A BALADA DOS SAPATOS AZUIS
Todas as noites, quando coloca a
cabeça no travesseiro, mesmo sabendo que ela está a milhares de quilômetros de
distância, de toda a maneira, acredita: sim, ainda consegue ouvir perfeitamente
o som daqueles sapatos de salto alto percutindo no assoalho da sua casa. Sabe
que não está louco, tem certeza, não são fantasmas!
Ele ouve claramente...
“toc-toc..
toc-toc... toc-toc”.
É
quando surge a imagem dela cruzando a sala num calçado azul brilhante.
Panturrilhas salientes, firmes, pernas brancas envolvidas numa meia-calça cor
da pele. #VestidoAzulEscamaDeSereia, cabelo preso, rosto levemente maquiado.
Cílios pintados, olhos castanhos límpidos. Sorriso aberto como um sol nascente.
Outras vezes ele se vê do antigo apê dela. Deitado no sofá, esperando o
jantar com a mesa já posta. Naquela sala, o barulho dos sapatos azuis retumba
como uma canção bonita vinda das sapatilhas de uma Ginger Rodgers. E nesse
musical Off-Broadway exclusivo, como único expectador, lembra-se de assistir a
diversos premières. Um privilégio só dele.
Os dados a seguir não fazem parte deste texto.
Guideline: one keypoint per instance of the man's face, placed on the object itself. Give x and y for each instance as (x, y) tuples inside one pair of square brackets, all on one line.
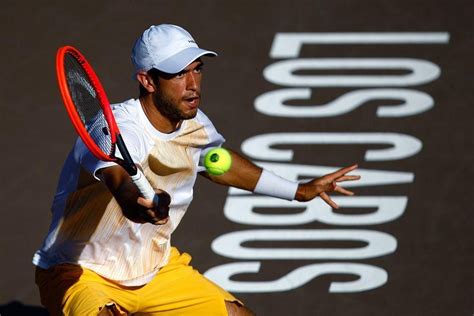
[(177, 96)]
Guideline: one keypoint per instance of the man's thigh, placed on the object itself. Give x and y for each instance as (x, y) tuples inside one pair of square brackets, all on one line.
[(67, 289), (178, 289)]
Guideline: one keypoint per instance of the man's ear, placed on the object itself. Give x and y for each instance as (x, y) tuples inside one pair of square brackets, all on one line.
[(146, 81)]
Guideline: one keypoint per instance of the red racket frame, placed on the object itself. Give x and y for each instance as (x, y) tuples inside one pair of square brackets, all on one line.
[(71, 108)]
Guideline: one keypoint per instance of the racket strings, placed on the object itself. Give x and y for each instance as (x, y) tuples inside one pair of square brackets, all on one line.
[(88, 104)]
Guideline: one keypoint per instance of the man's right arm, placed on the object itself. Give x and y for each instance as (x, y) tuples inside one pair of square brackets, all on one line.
[(134, 206)]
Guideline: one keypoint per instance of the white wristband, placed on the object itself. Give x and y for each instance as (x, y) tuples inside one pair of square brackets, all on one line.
[(273, 185)]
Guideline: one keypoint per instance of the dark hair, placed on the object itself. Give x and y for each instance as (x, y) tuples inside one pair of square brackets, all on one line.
[(155, 75)]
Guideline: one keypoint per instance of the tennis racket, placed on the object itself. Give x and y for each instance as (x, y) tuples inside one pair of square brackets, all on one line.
[(90, 112)]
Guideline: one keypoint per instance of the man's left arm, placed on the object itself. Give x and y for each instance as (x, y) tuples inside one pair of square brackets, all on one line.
[(244, 174)]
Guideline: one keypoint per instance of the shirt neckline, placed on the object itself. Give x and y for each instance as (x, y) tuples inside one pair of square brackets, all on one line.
[(151, 129)]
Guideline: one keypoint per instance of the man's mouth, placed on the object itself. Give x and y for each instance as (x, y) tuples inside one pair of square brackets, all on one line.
[(192, 101)]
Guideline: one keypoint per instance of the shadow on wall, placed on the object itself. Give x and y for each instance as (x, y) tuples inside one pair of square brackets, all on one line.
[(16, 308)]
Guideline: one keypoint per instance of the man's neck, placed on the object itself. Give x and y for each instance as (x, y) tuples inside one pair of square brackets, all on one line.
[(156, 118)]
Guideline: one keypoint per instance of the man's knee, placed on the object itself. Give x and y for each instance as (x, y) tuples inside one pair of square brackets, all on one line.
[(111, 309), (235, 309)]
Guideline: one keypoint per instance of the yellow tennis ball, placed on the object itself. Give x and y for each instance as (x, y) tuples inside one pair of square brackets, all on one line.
[(217, 161)]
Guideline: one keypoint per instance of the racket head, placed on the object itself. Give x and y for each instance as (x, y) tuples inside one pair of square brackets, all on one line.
[(86, 103)]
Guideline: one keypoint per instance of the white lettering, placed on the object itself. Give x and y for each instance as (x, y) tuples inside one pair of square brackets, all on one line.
[(230, 244), (288, 45), (273, 103), (370, 277), (241, 209), (403, 146), (283, 72)]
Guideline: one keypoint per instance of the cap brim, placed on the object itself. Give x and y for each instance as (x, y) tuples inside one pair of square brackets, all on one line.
[(181, 60)]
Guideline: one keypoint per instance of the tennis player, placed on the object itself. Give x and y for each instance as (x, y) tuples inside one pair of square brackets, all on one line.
[(108, 251)]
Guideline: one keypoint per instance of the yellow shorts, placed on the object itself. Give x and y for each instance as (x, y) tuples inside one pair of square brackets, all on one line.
[(177, 289)]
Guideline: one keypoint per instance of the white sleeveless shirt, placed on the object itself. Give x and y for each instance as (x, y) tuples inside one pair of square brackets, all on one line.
[(88, 227)]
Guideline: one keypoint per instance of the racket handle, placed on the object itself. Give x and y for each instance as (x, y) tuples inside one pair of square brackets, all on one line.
[(144, 187)]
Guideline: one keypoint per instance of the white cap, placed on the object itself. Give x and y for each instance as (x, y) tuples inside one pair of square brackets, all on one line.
[(168, 48)]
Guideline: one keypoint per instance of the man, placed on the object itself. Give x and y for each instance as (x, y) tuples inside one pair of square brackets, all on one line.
[(108, 249)]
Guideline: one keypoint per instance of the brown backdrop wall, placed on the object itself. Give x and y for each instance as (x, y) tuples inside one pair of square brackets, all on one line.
[(429, 272)]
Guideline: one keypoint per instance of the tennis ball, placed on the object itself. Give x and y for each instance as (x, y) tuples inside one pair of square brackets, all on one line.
[(217, 161)]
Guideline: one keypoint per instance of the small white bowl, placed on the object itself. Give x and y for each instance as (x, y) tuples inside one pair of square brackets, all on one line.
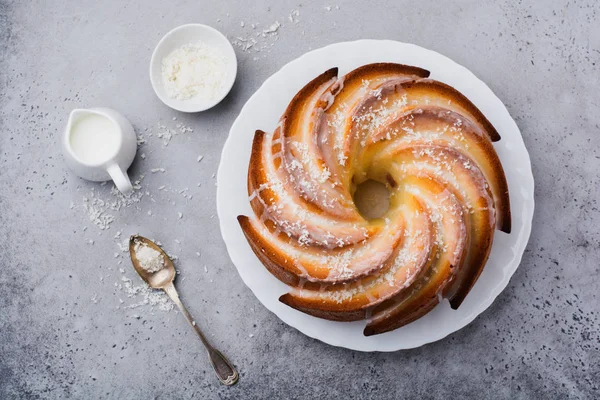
[(182, 35)]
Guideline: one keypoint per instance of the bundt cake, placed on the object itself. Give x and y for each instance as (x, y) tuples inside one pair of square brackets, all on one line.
[(432, 149)]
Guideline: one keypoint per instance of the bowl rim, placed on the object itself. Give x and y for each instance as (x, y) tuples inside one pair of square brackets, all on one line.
[(227, 46)]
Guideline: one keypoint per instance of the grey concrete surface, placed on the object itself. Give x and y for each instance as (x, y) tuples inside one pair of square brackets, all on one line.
[(64, 332)]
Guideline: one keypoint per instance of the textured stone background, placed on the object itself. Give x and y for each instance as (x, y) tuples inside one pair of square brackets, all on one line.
[(63, 331)]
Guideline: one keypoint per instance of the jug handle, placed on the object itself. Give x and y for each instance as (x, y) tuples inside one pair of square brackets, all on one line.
[(120, 179)]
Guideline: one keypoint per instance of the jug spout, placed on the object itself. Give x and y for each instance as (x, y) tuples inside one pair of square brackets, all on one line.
[(76, 115)]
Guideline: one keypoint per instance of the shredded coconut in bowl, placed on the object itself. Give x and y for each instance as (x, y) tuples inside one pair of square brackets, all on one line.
[(194, 70), (149, 259)]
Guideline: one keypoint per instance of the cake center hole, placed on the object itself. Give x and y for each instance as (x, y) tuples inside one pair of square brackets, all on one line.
[(372, 199)]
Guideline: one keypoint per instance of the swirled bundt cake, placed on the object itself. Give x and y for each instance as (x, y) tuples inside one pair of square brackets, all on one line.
[(428, 144)]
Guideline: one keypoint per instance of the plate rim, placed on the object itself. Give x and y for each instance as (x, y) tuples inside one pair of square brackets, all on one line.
[(528, 206)]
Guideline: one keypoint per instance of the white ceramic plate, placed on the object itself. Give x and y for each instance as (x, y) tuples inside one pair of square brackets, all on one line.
[(263, 110), (186, 34)]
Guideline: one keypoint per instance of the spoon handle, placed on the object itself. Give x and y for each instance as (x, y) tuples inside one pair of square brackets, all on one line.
[(226, 372)]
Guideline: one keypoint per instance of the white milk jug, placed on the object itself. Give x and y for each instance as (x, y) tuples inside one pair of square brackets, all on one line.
[(99, 144)]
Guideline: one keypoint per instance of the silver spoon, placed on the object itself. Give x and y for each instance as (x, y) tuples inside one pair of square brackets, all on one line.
[(163, 279)]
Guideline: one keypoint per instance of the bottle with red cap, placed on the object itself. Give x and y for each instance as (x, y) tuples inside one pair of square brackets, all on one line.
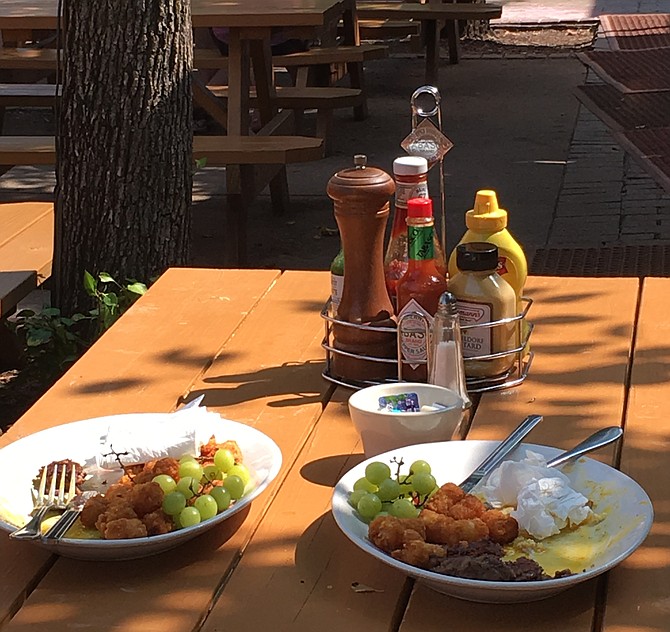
[(418, 290)]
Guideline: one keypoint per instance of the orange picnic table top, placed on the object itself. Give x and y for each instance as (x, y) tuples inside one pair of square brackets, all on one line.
[(250, 341)]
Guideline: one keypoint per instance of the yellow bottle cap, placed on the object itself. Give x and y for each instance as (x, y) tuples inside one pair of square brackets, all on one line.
[(486, 216)]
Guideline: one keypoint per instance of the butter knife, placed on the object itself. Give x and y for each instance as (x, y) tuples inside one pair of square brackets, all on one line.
[(500, 452)]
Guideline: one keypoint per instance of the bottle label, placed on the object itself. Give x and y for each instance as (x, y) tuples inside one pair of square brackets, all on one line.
[(420, 244), (336, 287), (502, 265), (405, 191), (414, 323), (477, 341)]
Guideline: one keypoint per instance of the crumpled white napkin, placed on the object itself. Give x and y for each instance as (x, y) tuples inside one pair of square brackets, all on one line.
[(171, 435)]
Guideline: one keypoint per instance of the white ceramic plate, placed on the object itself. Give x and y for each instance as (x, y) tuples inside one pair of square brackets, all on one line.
[(627, 507), (20, 462)]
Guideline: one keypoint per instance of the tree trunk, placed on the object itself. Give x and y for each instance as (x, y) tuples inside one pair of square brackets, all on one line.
[(124, 141)]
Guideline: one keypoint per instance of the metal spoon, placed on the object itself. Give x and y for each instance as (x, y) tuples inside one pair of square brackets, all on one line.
[(597, 440)]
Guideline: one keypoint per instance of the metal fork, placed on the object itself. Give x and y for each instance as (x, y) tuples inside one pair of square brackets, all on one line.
[(54, 499)]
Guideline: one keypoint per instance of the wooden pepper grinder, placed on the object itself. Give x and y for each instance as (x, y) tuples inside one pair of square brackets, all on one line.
[(361, 199)]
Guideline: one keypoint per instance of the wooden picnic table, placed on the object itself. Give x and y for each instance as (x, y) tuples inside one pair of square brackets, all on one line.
[(250, 24), (250, 342)]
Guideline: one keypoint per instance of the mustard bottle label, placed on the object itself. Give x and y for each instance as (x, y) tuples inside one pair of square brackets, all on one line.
[(414, 324), (477, 341)]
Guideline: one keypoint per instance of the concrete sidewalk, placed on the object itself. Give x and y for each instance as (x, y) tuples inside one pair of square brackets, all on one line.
[(530, 12), (516, 126)]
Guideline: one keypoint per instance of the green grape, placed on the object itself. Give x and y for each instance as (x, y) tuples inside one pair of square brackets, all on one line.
[(242, 471), (355, 496), (190, 468), (188, 486), (207, 506), (403, 508), (167, 483), (365, 484), (224, 459), (189, 517), (222, 498), (211, 473), (423, 483), (419, 466), (235, 486), (173, 503), (369, 506), (389, 489), (377, 471)]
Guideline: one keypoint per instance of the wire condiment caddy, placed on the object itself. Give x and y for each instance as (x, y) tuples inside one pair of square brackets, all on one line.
[(522, 358)]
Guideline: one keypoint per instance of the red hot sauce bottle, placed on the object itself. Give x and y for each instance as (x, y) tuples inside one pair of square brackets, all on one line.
[(418, 290)]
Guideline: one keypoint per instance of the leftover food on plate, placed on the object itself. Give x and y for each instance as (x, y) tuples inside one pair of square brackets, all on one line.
[(159, 496), (524, 523)]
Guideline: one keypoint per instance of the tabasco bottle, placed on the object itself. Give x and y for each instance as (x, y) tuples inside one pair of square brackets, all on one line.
[(418, 291)]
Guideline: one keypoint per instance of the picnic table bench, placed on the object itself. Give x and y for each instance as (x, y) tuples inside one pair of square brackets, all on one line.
[(430, 15), (249, 341), (26, 250)]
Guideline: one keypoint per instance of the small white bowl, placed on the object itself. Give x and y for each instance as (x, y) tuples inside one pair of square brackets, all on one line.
[(383, 430)]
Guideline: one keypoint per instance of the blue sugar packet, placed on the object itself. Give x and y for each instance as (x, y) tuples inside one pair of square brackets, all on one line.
[(401, 403)]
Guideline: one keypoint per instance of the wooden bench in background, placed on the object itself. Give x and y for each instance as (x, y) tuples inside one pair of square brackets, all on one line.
[(430, 16), (26, 252), (269, 152)]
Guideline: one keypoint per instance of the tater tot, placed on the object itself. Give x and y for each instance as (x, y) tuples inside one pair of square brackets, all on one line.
[(92, 509), (467, 508), (390, 533), (157, 523), (439, 528), (146, 497), (442, 500), (116, 509)]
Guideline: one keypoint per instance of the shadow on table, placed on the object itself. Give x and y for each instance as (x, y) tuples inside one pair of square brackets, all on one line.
[(301, 380)]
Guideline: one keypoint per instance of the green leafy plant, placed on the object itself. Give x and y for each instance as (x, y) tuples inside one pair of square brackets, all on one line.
[(112, 297), (49, 336), (54, 340)]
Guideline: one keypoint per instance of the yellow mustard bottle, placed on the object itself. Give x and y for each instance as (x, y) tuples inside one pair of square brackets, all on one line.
[(488, 222)]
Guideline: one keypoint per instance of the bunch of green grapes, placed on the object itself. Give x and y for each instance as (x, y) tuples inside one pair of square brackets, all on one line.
[(201, 493), (379, 493)]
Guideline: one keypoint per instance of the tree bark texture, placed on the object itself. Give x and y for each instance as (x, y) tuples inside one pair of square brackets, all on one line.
[(124, 141)]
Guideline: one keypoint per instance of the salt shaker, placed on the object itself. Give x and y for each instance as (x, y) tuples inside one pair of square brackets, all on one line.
[(446, 367)]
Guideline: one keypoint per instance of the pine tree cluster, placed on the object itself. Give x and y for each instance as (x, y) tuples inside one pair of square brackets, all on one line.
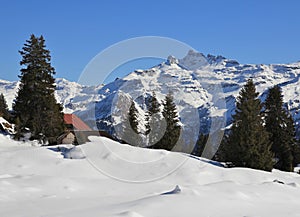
[(261, 136), (162, 129), (35, 107)]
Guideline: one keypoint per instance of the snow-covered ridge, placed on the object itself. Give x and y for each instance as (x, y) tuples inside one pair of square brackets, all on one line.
[(191, 79)]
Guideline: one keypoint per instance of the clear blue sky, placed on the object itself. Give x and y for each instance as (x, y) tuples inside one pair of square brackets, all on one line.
[(253, 31)]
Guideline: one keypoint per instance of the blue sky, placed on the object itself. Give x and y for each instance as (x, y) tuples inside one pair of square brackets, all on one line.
[(265, 31)]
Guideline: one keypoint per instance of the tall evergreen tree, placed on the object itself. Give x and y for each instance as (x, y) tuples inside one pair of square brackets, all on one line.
[(35, 105), (296, 154), (248, 142), (153, 121), (280, 126), (172, 133), (200, 145), (4, 108), (132, 115), (131, 134)]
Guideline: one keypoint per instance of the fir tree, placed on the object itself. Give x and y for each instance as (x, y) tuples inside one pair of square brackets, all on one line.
[(296, 154), (248, 142), (131, 134), (200, 145), (153, 121), (132, 115), (172, 132), (4, 108), (35, 105), (281, 129)]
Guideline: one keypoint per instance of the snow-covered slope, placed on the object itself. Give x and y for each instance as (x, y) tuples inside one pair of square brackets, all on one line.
[(204, 86), (38, 181)]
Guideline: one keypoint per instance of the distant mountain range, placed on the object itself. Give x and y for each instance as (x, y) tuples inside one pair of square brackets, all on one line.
[(204, 87)]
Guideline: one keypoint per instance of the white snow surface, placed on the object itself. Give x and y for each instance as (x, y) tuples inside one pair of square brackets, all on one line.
[(38, 181)]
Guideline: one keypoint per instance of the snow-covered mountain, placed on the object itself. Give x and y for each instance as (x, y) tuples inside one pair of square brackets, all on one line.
[(204, 88)]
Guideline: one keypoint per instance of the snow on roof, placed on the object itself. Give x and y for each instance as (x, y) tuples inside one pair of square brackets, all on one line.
[(77, 123)]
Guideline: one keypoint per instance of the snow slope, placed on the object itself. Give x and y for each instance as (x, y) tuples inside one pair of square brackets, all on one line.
[(38, 181)]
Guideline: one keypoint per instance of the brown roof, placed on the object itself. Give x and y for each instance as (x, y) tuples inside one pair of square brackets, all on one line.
[(77, 123)]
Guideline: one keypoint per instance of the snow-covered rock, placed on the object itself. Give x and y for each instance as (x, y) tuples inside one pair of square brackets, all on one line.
[(207, 85)]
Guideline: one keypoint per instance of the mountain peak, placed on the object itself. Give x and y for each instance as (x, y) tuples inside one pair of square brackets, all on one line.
[(196, 60), (172, 60)]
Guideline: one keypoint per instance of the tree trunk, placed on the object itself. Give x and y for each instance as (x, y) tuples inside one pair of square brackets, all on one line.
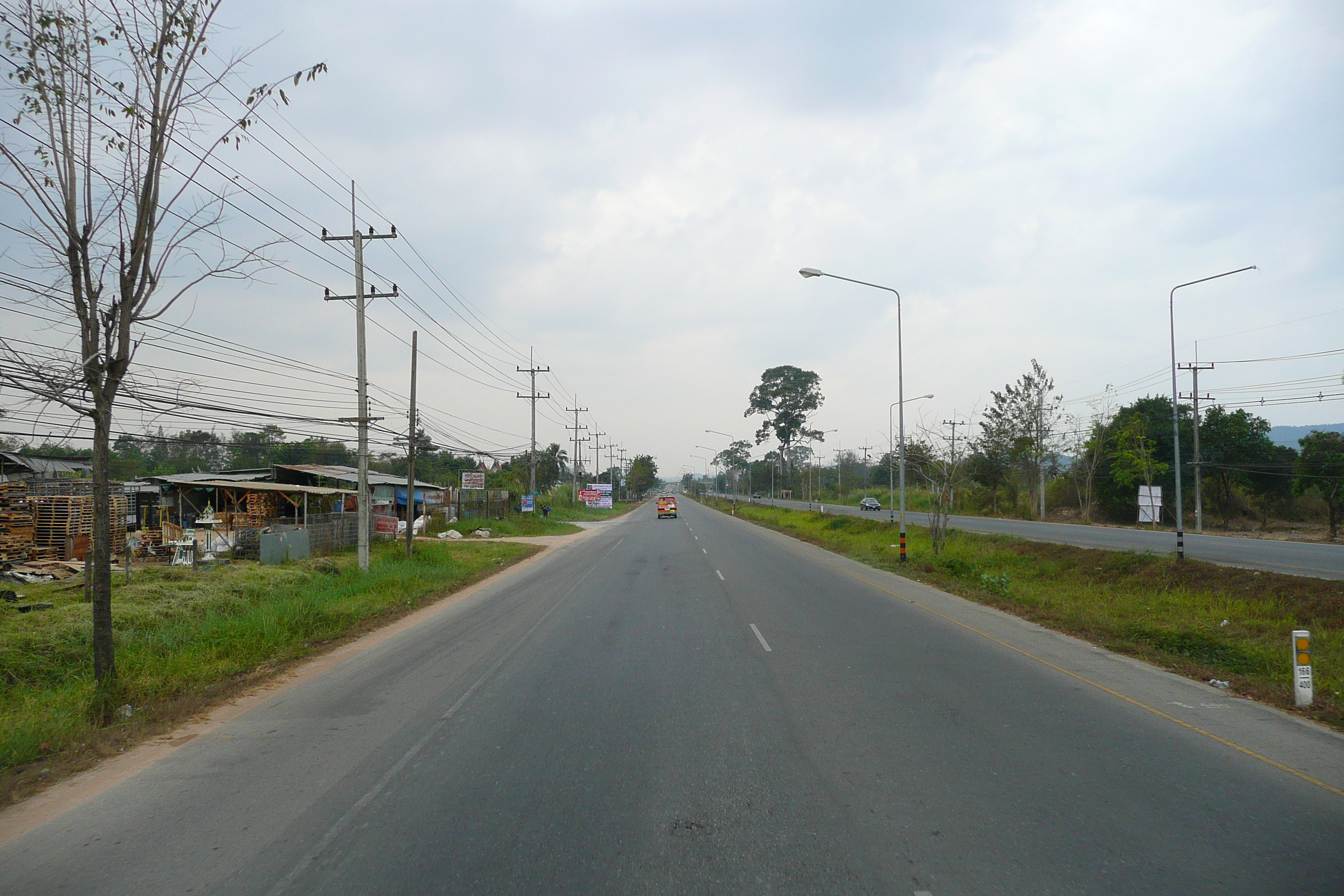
[(100, 562)]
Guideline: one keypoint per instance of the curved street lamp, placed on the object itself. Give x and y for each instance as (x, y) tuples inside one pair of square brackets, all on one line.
[(1171, 312), (901, 390)]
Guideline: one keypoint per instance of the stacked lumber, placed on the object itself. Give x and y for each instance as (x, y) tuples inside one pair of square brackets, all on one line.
[(61, 518), (17, 528), (261, 508)]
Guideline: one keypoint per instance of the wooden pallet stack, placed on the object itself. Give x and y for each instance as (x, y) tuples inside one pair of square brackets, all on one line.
[(261, 508), (61, 518), (17, 528)]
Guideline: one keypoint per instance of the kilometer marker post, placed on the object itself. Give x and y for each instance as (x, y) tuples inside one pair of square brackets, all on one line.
[(1303, 691)]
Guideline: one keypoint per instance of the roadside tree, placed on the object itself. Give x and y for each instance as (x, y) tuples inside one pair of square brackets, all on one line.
[(1232, 443), (643, 476), (1320, 468), (787, 398), (108, 101)]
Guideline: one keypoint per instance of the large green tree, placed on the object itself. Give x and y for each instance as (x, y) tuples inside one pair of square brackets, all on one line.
[(1320, 468), (644, 475), (1232, 443), (787, 398)]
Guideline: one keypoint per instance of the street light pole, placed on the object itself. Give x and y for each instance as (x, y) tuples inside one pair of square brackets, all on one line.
[(1171, 313), (901, 390), (891, 443)]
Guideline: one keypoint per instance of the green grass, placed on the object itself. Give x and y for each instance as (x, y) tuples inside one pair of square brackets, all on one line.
[(564, 515), (512, 526), (1138, 603), (190, 634)]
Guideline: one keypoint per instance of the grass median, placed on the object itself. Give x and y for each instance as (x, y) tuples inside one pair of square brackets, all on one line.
[(564, 515), (186, 639), (1195, 619)]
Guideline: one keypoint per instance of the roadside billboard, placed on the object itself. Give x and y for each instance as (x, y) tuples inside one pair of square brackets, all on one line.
[(1150, 504), (598, 495)]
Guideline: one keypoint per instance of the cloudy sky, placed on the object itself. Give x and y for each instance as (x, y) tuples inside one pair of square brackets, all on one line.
[(631, 190)]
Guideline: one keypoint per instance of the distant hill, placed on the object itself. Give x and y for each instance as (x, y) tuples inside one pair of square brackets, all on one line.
[(1289, 434)]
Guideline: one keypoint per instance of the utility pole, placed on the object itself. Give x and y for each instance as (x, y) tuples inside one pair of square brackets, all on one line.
[(952, 494), (410, 455), (576, 458), (1199, 479), (363, 420), (533, 395), (597, 455)]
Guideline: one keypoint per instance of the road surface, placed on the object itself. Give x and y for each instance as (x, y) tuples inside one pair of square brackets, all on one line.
[(699, 706), (1293, 558)]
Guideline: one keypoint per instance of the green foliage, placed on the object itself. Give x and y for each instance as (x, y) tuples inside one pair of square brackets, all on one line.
[(644, 475), (787, 398), (182, 633), (1321, 468)]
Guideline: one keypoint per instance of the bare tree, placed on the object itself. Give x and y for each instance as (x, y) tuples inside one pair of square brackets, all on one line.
[(1090, 449), (944, 469), (101, 152)]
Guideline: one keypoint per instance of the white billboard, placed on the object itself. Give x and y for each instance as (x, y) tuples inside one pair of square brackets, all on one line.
[(1150, 504)]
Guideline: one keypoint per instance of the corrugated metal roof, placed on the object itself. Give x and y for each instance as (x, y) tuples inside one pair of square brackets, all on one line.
[(264, 487), (351, 475), (241, 476), (49, 465)]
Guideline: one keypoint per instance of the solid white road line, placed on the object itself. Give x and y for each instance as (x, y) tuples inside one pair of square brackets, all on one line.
[(761, 637)]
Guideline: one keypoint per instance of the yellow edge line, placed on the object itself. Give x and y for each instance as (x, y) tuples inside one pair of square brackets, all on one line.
[(1095, 684)]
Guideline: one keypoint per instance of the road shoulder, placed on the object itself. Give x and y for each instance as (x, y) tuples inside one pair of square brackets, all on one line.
[(1295, 746), (66, 794)]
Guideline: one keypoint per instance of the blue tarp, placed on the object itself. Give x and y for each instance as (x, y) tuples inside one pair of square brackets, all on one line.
[(401, 496)]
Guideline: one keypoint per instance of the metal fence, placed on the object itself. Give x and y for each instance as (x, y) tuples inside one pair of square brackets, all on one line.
[(247, 545), (330, 532)]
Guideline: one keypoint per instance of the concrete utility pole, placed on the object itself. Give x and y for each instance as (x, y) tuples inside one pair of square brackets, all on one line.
[(1171, 318), (1199, 479), (952, 492), (597, 455), (363, 420), (410, 455), (576, 458), (533, 395)]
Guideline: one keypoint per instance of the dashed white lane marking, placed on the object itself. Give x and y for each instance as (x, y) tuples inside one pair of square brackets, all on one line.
[(760, 637)]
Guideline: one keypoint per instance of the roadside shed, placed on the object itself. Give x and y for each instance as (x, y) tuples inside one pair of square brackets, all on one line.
[(389, 492)]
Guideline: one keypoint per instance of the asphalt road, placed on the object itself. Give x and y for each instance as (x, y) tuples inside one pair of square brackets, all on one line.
[(1295, 558), (698, 706)]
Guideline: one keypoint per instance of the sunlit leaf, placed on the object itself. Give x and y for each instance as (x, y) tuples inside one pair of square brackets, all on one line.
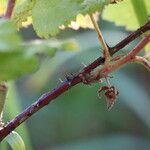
[(129, 13)]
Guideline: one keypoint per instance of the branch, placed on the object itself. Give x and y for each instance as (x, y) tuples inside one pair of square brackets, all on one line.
[(143, 61), (10, 8), (101, 39), (116, 64), (46, 98)]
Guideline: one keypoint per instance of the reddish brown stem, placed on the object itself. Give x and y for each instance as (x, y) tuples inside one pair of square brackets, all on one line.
[(10, 8), (48, 97)]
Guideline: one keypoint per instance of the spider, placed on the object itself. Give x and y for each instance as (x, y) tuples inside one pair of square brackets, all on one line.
[(111, 94)]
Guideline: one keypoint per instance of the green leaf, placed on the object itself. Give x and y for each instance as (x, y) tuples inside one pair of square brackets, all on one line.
[(16, 63), (22, 12), (15, 141), (3, 93), (129, 13), (50, 47), (14, 59), (54, 13), (9, 39)]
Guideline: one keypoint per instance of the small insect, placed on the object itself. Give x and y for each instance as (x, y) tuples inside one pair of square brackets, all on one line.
[(111, 94)]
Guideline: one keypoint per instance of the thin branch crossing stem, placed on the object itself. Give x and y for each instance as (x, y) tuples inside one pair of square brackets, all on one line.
[(101, 39), (46, 98)]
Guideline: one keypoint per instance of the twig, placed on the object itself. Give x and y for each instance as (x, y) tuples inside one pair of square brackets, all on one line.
[(101, 38), (143, 61), (115, 65), (10, 8), (49, 96)]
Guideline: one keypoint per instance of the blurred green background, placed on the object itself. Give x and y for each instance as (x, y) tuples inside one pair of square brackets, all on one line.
[(78, 119)]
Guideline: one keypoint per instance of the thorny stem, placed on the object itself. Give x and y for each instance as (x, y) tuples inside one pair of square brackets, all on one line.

Por onde andarão aqueles sapatos? Por
que ruas desenha-se aquela presença feminina? Por que salões de baile e com
quem eles dialogam danças e cruzamentos de pernas? Será que alguém pisou nos
teus dedos do pé? Será que a silhueta e os contornos do teu corpo estão sendo
devidamente visualizados por “esses estranhos sujeitos” que povoam teus dias e
noites?
Ele tem certeza, ninguém... NINGUÉM
além dele tem a capacidade de admirá-la tão bem. Ele é dotado de uma espécie de
tino que identifica o belo antes que o resto da humanidade o perceba. A
complexidade, as nuanças que respiram dentro dessa curva sinuosa que leva a
alma de alguém. Os anseios, desejos mais íntimos e aspirações.
Ah,
ele ainda ouve o som daqueles sapatos de salto vazando dos elevadores, descendo
e subindo escadas. Os dedos confortavelmente espremidos dentro daquele espaço
que a sustenta. Há equilíbrio, força e garbo em cada gesto que desencadeia todos
os movimentos. Elegância não se compra na esquina. Há poesia nas viradas de
pescoço, a forma como olha e abre a boca e o som da voz dela se desdobrando até
os ouvidos alheios.
Todas
as noites, quando coloca a cabeça no travesseiro, imagina aquela imagem
chispando no asfalto e nos paralelepípedos das capitais e cidadezinhas do
mundo. Entrando e saindo de táxis e automóveis. Vasculhando bares, restaurantes
e boutiques. Embarcando em aeroportos e outras viagens.
Isso por que, quando para e pensa em tudo que viveu, aquele som dos
sapatos azuis brilhantes parece ser uma joia rara que ainda reluz intensamente
em suas lembranças.
Ela,
música favorita, a prata e o ouro. O sino de Belém que ressoa além do tempo.